Oh Fabio
Sorry for the delay! Here is my poem, and my description:
I wanted to look at Fabio for this project because I always saw him has a kind of sexual conflict, even before this class – he is hailed as the paragon of masculinity, for his muscular physique and large jaw, but he is also a joke, a parody of himself. As I thought about it further I realized Fabio wasn’t nearly as good an example of sexual objectification from an emotional standpoint as he was from a capitalistic standpoint. All of the attention he receives is for his looks, but in most cases its not driven just by physical lust for his body but emotional lust for what his body represents- the chin is strength, the hair is old fashioned romance, and the exposed, rippling muscles are safety, protection, and being easily swept up over the threshold of a pirate ship’s lovemaking cabin. In other words he has come to be more than a person, embodied by the fact that he only requires one name. How did the Fabio Lanzoni, mainly anonymous male model, become FABIO? He was discovered at 14 in Italy, and became a model for photographers there. But I think the crux of his transition was in his travels to America. There he was a pleasant anachronism – the Italian Stallion, his long hair recalling fairytales with knights on white horses. His exaggerated masculine image became the perfect advertisement for romance (see: all the romance novel covers he’s done) and for attractiveness (see all the food and health products he’s endorsed). His life has been run on biopower since then – his livelihood fueled by his looks and therefore his trips to the gym and to the salon. And the other facet to his transition in to FABIO is that he figured out how to sell himself – he wrote his own romance novels, starred in a crappy but innuendo laden fitness video, and he even had a phone line where, for $1.99 a minute, you could listen to wise romance-isms from Fabio himself: “A man should protect hees woman”. Yea. He’s been selling sex his whole life, while touting it as something more tender.
Ode to Fabio
Oh Fabio
When your looks have overtaken your soul
And your face has become a brand
No one will give you a serious role
*
I wondered if it was your fault
Or if some faceless corporate suit saw
one perfect pec daring to bare
in the quaint Italian countryside air
and said hey America needs some of that right there
and took you in his capitalist maw.
*
They say you were an Italian film star
but Hollywood has a gluttonous draw.
They said you would go far,
the handsomest handsome they ever saw.
*
Then they swept you off
to commercial after commercial
made you feel used, not special
When you asked them for a single penetrating line
They said Fabio! You’re doing fine.
Now inch a little into the light
so that it hits your hair just right
and turn a little towards the fan
so that it blows away not at you,
and stand very still, remember you’re
a statue.
*
Bio-powered vehicle, economically useful
fitted out like a machine
Infiltrating women’s homes
On the covers of romance novels
you made the sad, the chubby, the lonely women grovel
all while holding goddesses, giant breasted and lean.
You quickly figured out
with muscles bared and brash,
it was easy to to trade the beef for the cash
*
You called your self a simple man
A bard, a poet with a global message of ROMANCE
but with no thought,
only an empty and seductive dance.
*
And now you speak in innuendo and small talk
Thoughtless thoughts inching out
The corner of your mouth
Spewing romantic clichés and hackneyed phrases that you were taught.

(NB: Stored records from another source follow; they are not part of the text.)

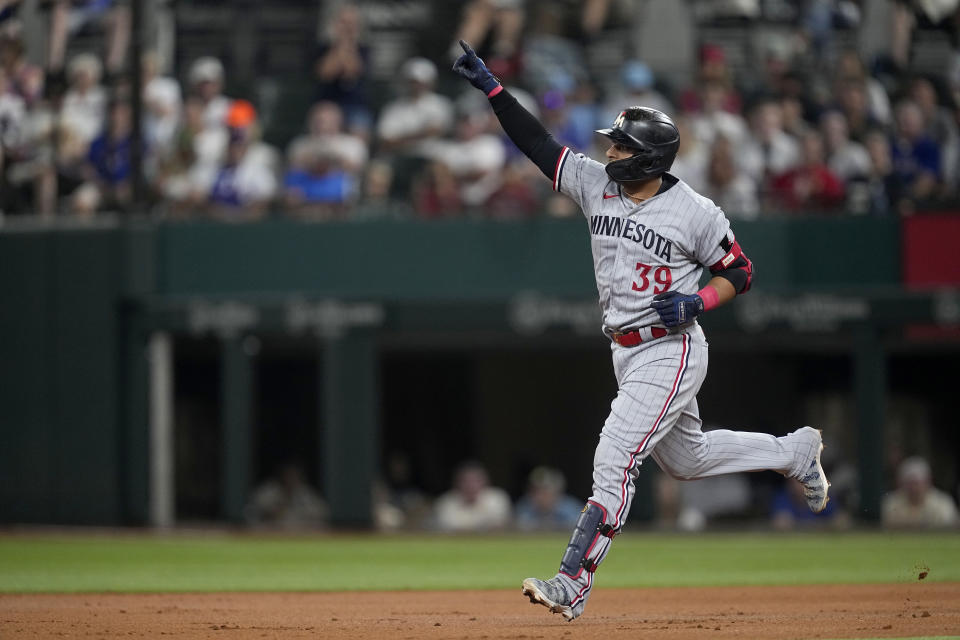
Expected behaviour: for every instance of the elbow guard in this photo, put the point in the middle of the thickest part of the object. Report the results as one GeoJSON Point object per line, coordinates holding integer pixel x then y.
{"type": "Point", "coordinates": [734, 267]}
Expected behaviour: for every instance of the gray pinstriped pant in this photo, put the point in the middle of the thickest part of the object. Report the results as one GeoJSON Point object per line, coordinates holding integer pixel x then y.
{"type": "Point", "coordinates": [655, 414]}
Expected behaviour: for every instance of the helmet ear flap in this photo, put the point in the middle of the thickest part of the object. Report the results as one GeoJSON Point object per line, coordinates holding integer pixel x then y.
{"type": "Point", "coordinates": [641, 166]}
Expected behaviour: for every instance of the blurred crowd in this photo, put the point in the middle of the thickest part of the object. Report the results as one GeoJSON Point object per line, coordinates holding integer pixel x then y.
{"type": "Point", "coordinates": [812, 127]}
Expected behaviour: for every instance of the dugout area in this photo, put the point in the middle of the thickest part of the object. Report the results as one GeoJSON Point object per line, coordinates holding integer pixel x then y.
{"type": "Point", "coordinates": [516, 405]}
{"type": "Point", "coordinates": [436, 340]}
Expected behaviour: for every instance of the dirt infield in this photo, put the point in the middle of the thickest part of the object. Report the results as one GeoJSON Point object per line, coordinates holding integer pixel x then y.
{"type": "Point", "coordinates": [834, 611]}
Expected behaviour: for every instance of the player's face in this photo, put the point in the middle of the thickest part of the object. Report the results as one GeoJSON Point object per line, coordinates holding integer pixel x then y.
{"type": "Point", "coordinates": [619, 152]}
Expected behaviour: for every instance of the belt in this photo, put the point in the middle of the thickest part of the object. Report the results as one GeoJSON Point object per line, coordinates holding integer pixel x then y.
{"type": "Point", "coordinates": [635, 336]}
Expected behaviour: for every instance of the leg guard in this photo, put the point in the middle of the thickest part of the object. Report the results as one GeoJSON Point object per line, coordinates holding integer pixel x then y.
{"type": "Point", "coordinates": [589, 543]}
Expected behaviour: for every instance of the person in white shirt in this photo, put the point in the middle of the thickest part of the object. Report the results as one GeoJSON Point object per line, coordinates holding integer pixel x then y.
{"type": "Point", "coordinates": [418, 117]}
{"type": "Point", "coordinates": [472, 504]}
{"type": "Point", "coordinates": [916, 503]}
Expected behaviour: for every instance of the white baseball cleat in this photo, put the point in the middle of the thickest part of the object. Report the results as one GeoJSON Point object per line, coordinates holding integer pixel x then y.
{"type": "Point", "coordinates": [814, 480]}
{"type": "Point", "coordinates": [552, 595]}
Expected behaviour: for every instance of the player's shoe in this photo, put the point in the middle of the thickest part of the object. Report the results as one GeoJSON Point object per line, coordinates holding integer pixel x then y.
{"type": "Point", "coordinates": [553, 595]}
{"type": "Point", "coordinates": [814, 480]}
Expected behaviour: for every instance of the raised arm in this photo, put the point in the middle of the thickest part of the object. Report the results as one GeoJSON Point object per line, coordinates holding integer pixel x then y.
{"type": "Point", "coordinates": [519, 124]}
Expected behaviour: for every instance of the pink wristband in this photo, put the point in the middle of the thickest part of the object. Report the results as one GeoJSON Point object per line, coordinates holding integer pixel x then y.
{"type": "Point", "coordinates": [710, 297]}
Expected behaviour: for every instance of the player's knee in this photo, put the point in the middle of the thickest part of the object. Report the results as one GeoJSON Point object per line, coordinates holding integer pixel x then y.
{"type": "Point", "coordinates": [680, 472]}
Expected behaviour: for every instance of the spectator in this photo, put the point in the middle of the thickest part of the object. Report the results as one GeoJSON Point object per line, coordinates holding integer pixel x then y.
{"type": "Point", "coordinates": [569, 112]}
{"type": "Point", "coordinates": [84, 107]}
{"type": "Point", "coordinates": [792, 114]}
{"type": "Point", "coordinates": [187, 169]}
{"type": "Point", "coordinates": [342, 69]}
{"type": "Point", "coordinates": [545, 506]}
{"type": "Point", "coordinates": [23, 78]}
{"type": "Point", "coordinates": [286, 501]}
{"type": "Point", "coordinates": [714, 120]}
{"type": "Point", "coordinates": [636, 87]}
{"type": "Point", "coordinates": [916, 503]}
{"type": "Point", "coordinates": [246, 182]}
{"type": "Point", "coordinates": [315, 186]}
{"type": "Point", "coordinates": [162, 104]}
{"type": "Point", "coordinates": [549, 53]}
{"type": "Point", "coordinates": [693, 156]}
{"type": "Point", "coordinates": [108, 184]}
{"type": "Point", "coordinates": [689, 506]}
{"type": "Point", "coordinates": [789, 510]}
{"type": "Point", "coordinates": [325, 130]}
{"type": "Point", "coordinates": [811, 186]}
{"type": "Point", "coordinates": [472, 504]}
{"type": "Point", "coordinates": [714, 71]}
{"type": "Point", "coordinates": [27, 168]}
{"type": "Point", "coordinates": [916, 156]}
{"type": "Point", "coordinates": [419, 117]}
{"type": "Point", "coordinates": [850, 69]}
{"type": "Point", "coordinates": [410, 126]}
{"type": "Point", "coordinates": [851, 98]}
{"type": "Point", "coordinates": [941, 126]}
{"type": "Point", "coordinates": [206, 84]}
{"type": "Point", "coordinates": [728, 187]}
{"type": "Point", "coordinates": [476, 158]}
{"type": "Point", "coordinates": [67, 17]}
{"type": "Point", "coordinates": [908, 14]}
{"type": "Point", "coordinates": [436, 193]}
{"type": "Point", "coordinates": [849, 160]}
{"type": "Point", "coordinates": [517, 196]}
{"type": "Point", "coordinates": [879, 191]}
{"type": "Point", "coordinates": [770, 150]}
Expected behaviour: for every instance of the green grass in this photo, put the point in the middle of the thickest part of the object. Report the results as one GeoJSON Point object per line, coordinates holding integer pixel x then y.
{"type": "Point", "coordinates": [224, 562]}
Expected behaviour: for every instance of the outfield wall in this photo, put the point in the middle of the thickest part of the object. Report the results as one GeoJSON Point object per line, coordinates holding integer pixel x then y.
{"type": "Point", "coordinates": [80, 306]}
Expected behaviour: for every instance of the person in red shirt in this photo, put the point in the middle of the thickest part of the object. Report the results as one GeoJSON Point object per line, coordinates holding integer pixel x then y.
{"type": "Point", "coordinates": [811, 186]}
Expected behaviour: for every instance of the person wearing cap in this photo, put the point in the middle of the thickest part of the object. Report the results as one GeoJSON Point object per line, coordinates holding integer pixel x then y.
{"type": "Point", "coordinates": [916, 503]}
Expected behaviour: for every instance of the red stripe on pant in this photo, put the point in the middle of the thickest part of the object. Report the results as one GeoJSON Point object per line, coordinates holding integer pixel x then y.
{"type": "Point", "coordinates": [656, 425]}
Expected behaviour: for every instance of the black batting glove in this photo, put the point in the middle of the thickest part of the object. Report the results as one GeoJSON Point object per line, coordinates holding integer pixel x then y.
{"type": "Point", "coordinates": [472, 68]}
{"type": "Point", "coordinates": [676, 309]}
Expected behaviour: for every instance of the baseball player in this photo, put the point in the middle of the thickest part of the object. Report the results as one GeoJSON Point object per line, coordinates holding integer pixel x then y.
{"type": "Point", "coordinates": [651, 236]}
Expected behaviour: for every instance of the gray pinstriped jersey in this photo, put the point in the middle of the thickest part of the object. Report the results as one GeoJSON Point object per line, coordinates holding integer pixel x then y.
{"type": "Point", "coordinates": [640, 250]}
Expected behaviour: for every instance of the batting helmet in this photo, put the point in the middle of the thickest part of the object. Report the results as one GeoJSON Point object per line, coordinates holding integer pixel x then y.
{"type": "Point", "coordinates": [651, 134]}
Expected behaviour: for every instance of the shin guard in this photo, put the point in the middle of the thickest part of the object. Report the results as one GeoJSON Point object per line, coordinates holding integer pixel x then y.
{"type": "Point", "coordinates": [589, 543]}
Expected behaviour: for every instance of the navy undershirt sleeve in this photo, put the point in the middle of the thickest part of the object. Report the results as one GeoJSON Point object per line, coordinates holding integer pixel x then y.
{"type": "Point", "coordinates": [527, 133]}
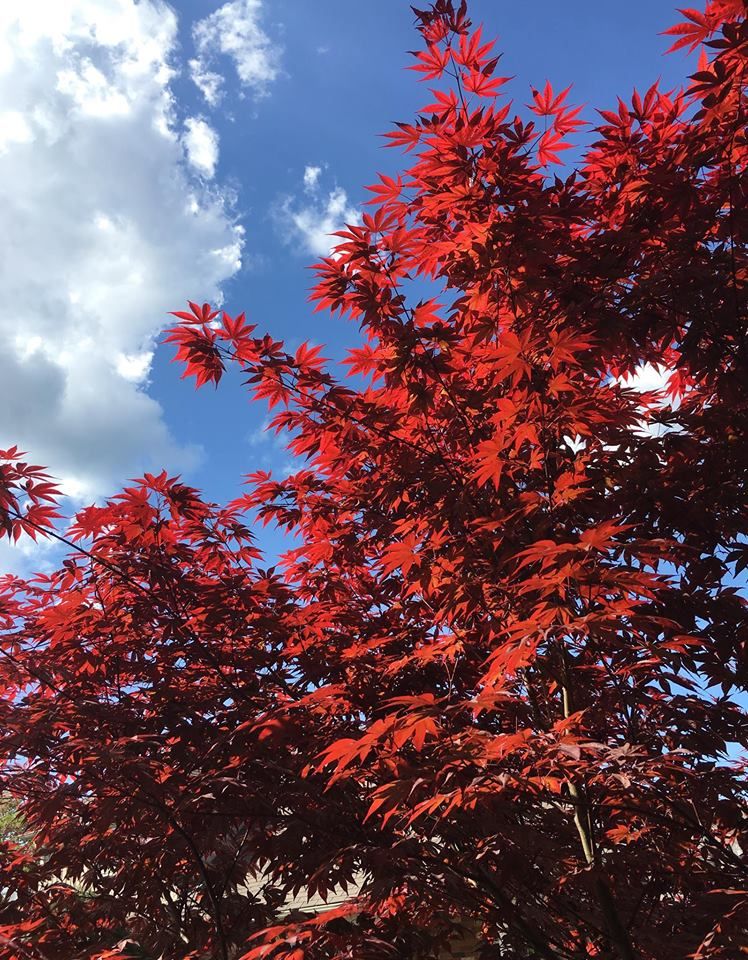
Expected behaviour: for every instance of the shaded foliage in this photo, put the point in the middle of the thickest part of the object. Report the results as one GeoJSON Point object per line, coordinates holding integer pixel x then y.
{"type": "Point", "coordinates": [493, 691]}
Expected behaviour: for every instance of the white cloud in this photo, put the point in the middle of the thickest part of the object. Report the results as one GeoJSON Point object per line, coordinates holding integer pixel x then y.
{"type": "Point", "coordinates": [311, 177]}
{"type": "Point", "coordinates": [208, 82]}
{"type": "Point", "coordinates": [201, 144]}
{"type": "Point", "coordinates": [310, 223]}
{"type": "Point", "coordinates": [105, 229]}
{"type": "Point", "coordinates": [234, 31]}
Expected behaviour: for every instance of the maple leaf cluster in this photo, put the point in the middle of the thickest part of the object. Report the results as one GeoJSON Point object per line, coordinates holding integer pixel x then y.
{"type": "Point", "coordinates": [491, 698]}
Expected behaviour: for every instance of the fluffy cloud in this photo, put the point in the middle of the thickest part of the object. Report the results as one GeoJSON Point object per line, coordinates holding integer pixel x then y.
{"type": "Point", "coordinates": [201, 144]}
{"type": "Point", "coordinates": [105, 229]}
{"type": "Point", "coordinates": [234, 31]}
{"type": "Point", "coordinates": [309, 223]}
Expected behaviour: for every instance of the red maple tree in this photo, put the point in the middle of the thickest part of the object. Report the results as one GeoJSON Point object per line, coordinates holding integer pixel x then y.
{"type": "Point", "coordinates": [492, 695]}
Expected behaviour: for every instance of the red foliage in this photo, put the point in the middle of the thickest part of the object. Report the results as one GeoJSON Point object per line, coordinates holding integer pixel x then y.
{"type": "Point", "coordinates": [493, 691]}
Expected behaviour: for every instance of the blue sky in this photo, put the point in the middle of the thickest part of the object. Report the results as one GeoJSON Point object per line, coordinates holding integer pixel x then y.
{"type": "Point", "coordinates": [129, 187]}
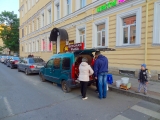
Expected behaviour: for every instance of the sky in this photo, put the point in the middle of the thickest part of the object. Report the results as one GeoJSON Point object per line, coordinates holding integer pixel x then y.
{"type": "Point", "coordinates": [10, 5]}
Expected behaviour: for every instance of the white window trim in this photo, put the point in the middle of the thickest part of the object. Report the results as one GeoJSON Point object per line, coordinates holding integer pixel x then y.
{"type": "Point", "coordinates": [48, 18]}
{"type": "Point", "coordinates": [78, 36]}
{"type": "Point", "coordinates": [65, 7]}
{"type": "Point", "coordinates": [94, 36]}
{"type": "Point", "coordinates": [55, 9]}
{"type": "Point", "coordinates": [156, 24]}
{"type": "Point", "coordinates": [119, 27]}
{"type": "Point", "coordinates": [42, 23]}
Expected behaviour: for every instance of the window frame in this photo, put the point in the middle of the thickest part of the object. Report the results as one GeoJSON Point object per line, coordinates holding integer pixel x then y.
{"type": "Point", "coordinates": [95, 30]}
{"type": "Point", "coordinates": [78, 34]}
{"type": "Point", "coordinates": [119, 27]}
{"type": "Point", "coordinates": [156, 24]}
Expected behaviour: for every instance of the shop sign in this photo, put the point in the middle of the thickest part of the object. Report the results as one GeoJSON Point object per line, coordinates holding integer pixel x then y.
{"type": "Point", "coordinates": [74, 47]}
{"type": "Point", "coordinates": [71, 42]}
{"type": "Point", "coordinates": [109, 4]}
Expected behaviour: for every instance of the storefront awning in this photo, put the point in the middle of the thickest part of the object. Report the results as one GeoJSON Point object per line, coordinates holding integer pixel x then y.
{"type": "Point", "coordinates": [58, 32]}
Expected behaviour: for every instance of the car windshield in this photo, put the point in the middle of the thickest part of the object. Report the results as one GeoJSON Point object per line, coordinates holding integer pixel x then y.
{"type": "Point", "coordinates": [16, 58]}
{"type": "Point", "coordinates": [35, 60]}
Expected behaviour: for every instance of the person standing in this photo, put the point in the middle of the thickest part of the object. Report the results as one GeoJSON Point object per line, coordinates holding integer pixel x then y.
{"type": "Point", "coordinates": [85, 71]}
{"type": "Point", "coordinates": [143, 79]}
{"type": "Point", "coordinates": [100, 73]}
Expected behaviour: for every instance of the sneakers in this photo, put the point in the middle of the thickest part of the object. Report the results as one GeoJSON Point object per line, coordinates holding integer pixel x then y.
{"type": "Point", "coordinates": [85, 98]}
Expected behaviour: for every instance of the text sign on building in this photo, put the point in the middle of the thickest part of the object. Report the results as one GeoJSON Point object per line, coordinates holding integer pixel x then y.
{"type": "Point", "coordinates": [74, 47]}
{"type": "Point", "coordinates": [109, 4]}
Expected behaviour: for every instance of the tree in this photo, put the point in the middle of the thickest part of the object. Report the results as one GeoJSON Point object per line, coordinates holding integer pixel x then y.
{"type": "Point", "coordinates": [10, 30]}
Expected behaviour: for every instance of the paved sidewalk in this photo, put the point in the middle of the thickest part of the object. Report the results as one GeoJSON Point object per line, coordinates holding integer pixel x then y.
{"type": "Point", "coordinates": [153, 89]}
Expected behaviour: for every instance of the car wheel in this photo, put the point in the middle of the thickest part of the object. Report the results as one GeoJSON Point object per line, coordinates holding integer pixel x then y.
{"type": "Point", "coordinates": [65, 87]}
{"type": "Point", "coordinates": [42, 77]}
{"type": "Point", "coordinates": [26, 72]}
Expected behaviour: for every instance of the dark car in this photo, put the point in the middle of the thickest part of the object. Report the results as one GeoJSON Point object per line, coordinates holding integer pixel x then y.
{"type": "Point", "coordinates": [30, 65]}
{"type": "Point", "coordinates": [63, 68]}
{"type": "Point", "coordinates": [7, 59]}
{"type": "Point", "coordinates": [12, 62]}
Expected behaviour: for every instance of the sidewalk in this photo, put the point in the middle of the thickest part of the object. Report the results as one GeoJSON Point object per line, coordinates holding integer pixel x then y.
{"type": "Point", "coordinates": [153, 90]}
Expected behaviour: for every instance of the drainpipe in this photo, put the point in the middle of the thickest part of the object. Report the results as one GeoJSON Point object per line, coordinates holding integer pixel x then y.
{"type": "Point", "coordinates": [146, 36]}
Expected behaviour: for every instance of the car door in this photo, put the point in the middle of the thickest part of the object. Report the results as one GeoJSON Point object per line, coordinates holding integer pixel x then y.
{"type": "Point", "coordinates": [56, 70]}
{"type": "Point", "coordinates": [49, 70]}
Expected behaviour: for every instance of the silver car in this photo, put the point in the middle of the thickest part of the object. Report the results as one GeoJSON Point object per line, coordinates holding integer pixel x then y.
{"type": "Point", "coordinates": [30, 65]}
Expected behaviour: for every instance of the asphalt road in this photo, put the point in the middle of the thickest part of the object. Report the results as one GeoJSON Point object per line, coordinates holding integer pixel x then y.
{"type": "Point", "coordinates": [27, 98]}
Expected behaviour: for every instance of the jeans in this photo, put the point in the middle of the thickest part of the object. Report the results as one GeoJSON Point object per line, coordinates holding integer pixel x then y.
{"type": "Point", "coordinates": [83, 88]}
{"type": "Point", "coordinates": [102, 85]}
{"type": "Point", "coordinates": [142, 85]}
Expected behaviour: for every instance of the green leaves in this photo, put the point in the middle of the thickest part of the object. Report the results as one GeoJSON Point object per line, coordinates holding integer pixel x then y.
{"type": "Point", "coordinates": [10, 30]}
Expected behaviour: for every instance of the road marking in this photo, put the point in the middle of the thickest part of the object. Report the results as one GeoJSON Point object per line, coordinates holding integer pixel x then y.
{"type": "Point", "coordinates": [8, 106]}
{"type": "Point", "coordinates": [146, 111]}
{"type": "Point", "coordinates": [120, 117]}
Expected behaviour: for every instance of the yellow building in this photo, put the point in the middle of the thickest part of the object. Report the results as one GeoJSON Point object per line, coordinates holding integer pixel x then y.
{"type": "Point", "coordinates": [132, 27]}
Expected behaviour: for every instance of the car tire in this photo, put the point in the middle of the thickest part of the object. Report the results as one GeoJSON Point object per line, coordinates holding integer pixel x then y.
{"type": "Point", "coordinates": [26, 72]}
{"type": "Point", "coordinates": [65, 87]}
{"type": "Point", "coordinates": [42, 77]}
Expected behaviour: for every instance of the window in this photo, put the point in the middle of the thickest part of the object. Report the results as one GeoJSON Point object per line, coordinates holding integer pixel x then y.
{"type": "Point", "coordinates": [49, 16]}
{"type": "Point", "coordinates": [26, 48]}
{"type": "Point", "coordinates": [68, 6]}
{"type": "Point", "coordinates": [128, 30]}
{"type": "Point", "coordinates": [29, 29]}
{"type": "Point", "coordinates": [58, 12]}
{"type": "Point", "coordinates": [22, 32]}
{"type": "Point", "coordinates": [26, 30]}
{"type": "Point", "coordinates": [56, 63]}
{"type": "Point", "coordinates": [33, 26]}
{"type": "Point", "coordinates": [42, 16]}
{"type": "Point", "coordinates": [37, 23]}
{"type": "Point", "coordinates": [29, 4]}
{"type": "Point", "coordinates": [156, 27]}
{"type": "Point", "coordinates": [82, 36]}
{"type": "Point", "coordinates": [42, 45]}
{"type": "Point", "coordinates": [49, 64]}
{"type": "Point", "coordinates": [82, 3]}
{"type": "Point", "coordinates": [101, 35]}
{"type": "Point", "coordinates": [37, 46]}
{"type": "Point", "coordinates": [66, 64]}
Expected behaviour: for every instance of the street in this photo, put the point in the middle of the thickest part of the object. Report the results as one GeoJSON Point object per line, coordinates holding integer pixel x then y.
{"type": "Point", "coordinates": [25, 97]}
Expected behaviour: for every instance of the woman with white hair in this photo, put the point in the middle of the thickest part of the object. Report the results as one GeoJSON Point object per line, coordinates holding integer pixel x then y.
{"type": "Point", "coordinates": [85, 71]}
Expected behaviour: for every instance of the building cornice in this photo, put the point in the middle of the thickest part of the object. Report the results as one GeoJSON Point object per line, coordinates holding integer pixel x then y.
{"type": "Point", "coordinates": [90, 17]}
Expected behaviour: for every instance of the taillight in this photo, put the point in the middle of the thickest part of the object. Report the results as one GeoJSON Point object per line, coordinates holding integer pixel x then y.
{"type": "Point", "coordinates": [31, 66]}
{"type": "Point", "coordinates": [73, 72]}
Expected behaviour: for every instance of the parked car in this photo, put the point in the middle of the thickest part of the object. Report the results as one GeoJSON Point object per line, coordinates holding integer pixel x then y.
{"type": "Point", "coordinates": [64, 68]}
{"type": "Point", "coordinates": [3, 59]}
{"type": "Point", "coordinates": [30, 65]}
{"type": "Point", "coordinates": [7, 59]}
{"type": "Point", "coordinates": [12, 62]}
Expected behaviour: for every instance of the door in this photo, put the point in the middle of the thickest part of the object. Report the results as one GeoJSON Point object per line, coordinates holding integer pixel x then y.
{"type": "Point", "coordinates": [49, 70]}
{"type": "Point", "coordinates": [57, 70]}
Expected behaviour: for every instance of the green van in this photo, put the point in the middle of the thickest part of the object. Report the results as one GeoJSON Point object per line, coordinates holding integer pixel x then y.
{"type": "Point", "coordinates": [63, 68]}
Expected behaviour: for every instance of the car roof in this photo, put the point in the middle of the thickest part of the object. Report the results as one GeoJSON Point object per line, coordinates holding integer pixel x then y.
{"type": "Point", "coordinates": [62, 55]}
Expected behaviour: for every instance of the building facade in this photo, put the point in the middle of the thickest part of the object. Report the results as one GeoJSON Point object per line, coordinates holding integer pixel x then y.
{"type": "Point", "coordinates": [132, 27]}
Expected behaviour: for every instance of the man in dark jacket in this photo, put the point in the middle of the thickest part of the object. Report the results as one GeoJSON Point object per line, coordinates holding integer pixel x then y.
{"type": "Point", "coordinates": [100, 73]}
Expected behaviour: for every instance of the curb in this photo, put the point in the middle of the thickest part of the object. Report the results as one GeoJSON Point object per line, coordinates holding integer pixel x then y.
{"type": "Point", "coordinates": [133, 94]}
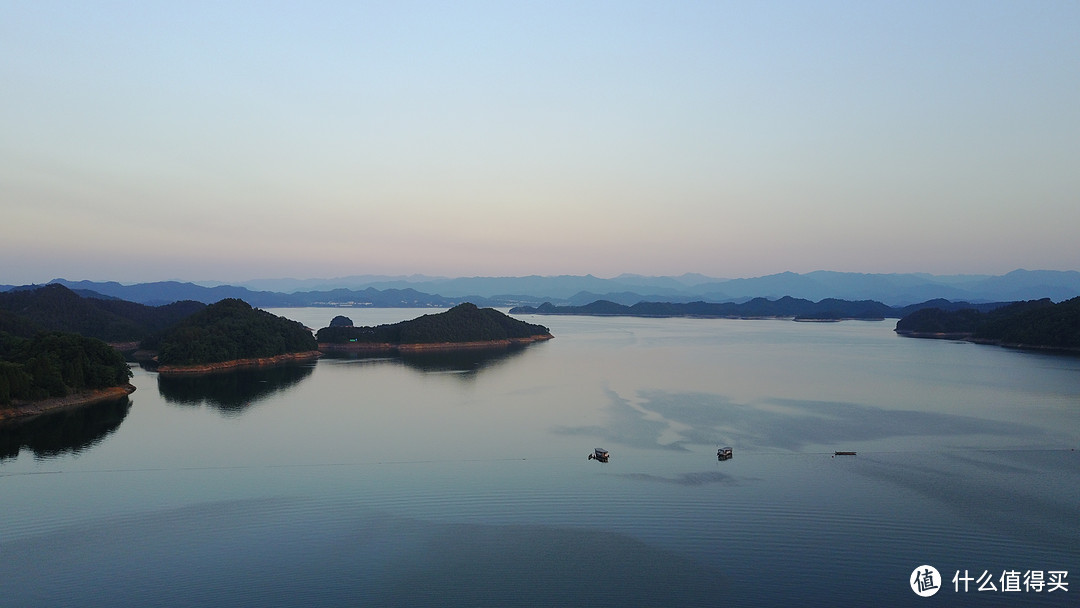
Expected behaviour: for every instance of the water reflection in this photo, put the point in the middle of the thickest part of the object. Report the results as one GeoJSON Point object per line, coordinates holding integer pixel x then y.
{"type": "Point", "coordinates": [62, 432]}
{"type": "Point", "coordinates": [231, 393]}
{"type": "Point", "coordinates": [665, 420]}
{"type": "Point", "coordinates": [466, 364]}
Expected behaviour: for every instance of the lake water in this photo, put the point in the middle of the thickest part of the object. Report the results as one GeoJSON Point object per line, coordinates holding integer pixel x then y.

You say men only care about visuals
Then you say you need something more intellectual, more profoundly beautiful
But you never go out with less than three buttons down.
*
And today you feel old
Owning 222 barely used motorcycles has taken its toll
And all your neighbors say, “Of all the people! Heavens above!
Fabio has a Lamborghini but he doesn’t have love.”
Tags: biopower, Capitalism, Fabio, Romance, sex
May 25th, 2013 at 5:36 pm
Rachel,
It’s always fascinating to learn more about a cultural icon, and in this case, the story of how Fabio was “discovered” at such an early age and became the thing created is a good instance of how objectification operates on bodies and minds. Your poem gets at that quite effectively and, importantly, addresses him as a person. As you show, the extremism of his masculinity actually puts it into a parodic light and thus reveals the faultlines of hyper masculinity.